I finished rereading Hunger Games and Catching Fire last night, and I thought I would be okay, but seriously, IS IT AUGUST 24TH YET?! I NEED MOCKINGJAY!!!!!!
While I attempt to retain (or regain) my sanity, here is some interesting food for thought.
1. As a design professor once told me, limitations lead to the greatest creativity. If you had anything/everything at your fingertips, you would feel overwhelmed — where to start, what to do?! But when you are restricted, you figure out how to accomplish what you want with what you’ve got.

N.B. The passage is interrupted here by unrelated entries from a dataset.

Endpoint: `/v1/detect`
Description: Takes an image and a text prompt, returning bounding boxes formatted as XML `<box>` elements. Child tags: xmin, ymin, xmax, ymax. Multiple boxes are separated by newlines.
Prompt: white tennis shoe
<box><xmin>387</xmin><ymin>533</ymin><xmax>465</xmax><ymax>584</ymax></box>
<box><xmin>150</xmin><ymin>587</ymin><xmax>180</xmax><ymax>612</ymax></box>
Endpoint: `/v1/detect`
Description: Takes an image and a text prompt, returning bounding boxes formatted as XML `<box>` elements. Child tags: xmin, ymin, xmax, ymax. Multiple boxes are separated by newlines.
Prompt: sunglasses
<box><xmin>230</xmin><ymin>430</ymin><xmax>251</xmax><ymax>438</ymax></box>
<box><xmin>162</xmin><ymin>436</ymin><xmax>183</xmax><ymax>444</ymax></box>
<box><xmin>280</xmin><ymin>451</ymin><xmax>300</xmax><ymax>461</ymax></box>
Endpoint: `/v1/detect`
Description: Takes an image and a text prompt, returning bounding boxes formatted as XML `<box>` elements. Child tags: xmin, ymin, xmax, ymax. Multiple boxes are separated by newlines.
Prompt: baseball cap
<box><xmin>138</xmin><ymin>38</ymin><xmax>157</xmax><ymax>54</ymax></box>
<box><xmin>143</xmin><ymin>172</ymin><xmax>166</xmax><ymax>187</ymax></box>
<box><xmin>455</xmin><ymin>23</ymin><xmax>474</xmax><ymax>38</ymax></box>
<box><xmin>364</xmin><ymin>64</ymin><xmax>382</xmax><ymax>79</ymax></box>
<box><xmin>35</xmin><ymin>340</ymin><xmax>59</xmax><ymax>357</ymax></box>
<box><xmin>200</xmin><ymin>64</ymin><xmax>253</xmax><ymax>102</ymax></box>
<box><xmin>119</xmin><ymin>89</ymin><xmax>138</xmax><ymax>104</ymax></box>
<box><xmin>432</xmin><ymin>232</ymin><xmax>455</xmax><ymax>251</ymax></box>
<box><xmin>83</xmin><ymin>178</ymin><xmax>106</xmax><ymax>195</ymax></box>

In terms of story, Jon blogged about how spectacular locations — or lack thereof — can impact a film:
Let’s face it, as Hollywood budgets for summer blockbusters expand, the sets get bigger, the special effects nastier, and the locations trendier. Except Toy Story 3.Think back, most of the action took place in a daycare center. The other parts of the movie were set in Andy’s house and a trash dump. Not exactly Pirates, right? Yet these set limitations set the writers’ imaginations on fire—adding a baroque texture to an otherwise boring series of sets.
2. Books are beloved. Oh, the publishing industry is terrified of ebooks, and ebook lovers call printed editions “Dead Tree Books” like they’re evil, but let’s face it, folks: we love books. I didn’t even realize it, to be honest with you, but then Lee pointed this out:
Nobody throws away books. We give away books to friends or family, donate them to libraries or prisons, sell them at yard sales or book stores, but we don’t trash them. In the worst case scenario, [when moving] books are neatly stacked next to the dust bunnies and left for the next occupant.
Where does this reverence come from?
Good question. And speaking of questions…
3. Team Gale or Team Peeta? Why? (Ooorrr… Team Haymitch? *snicker* Okay okay okay. More realistically: Team Katniss?)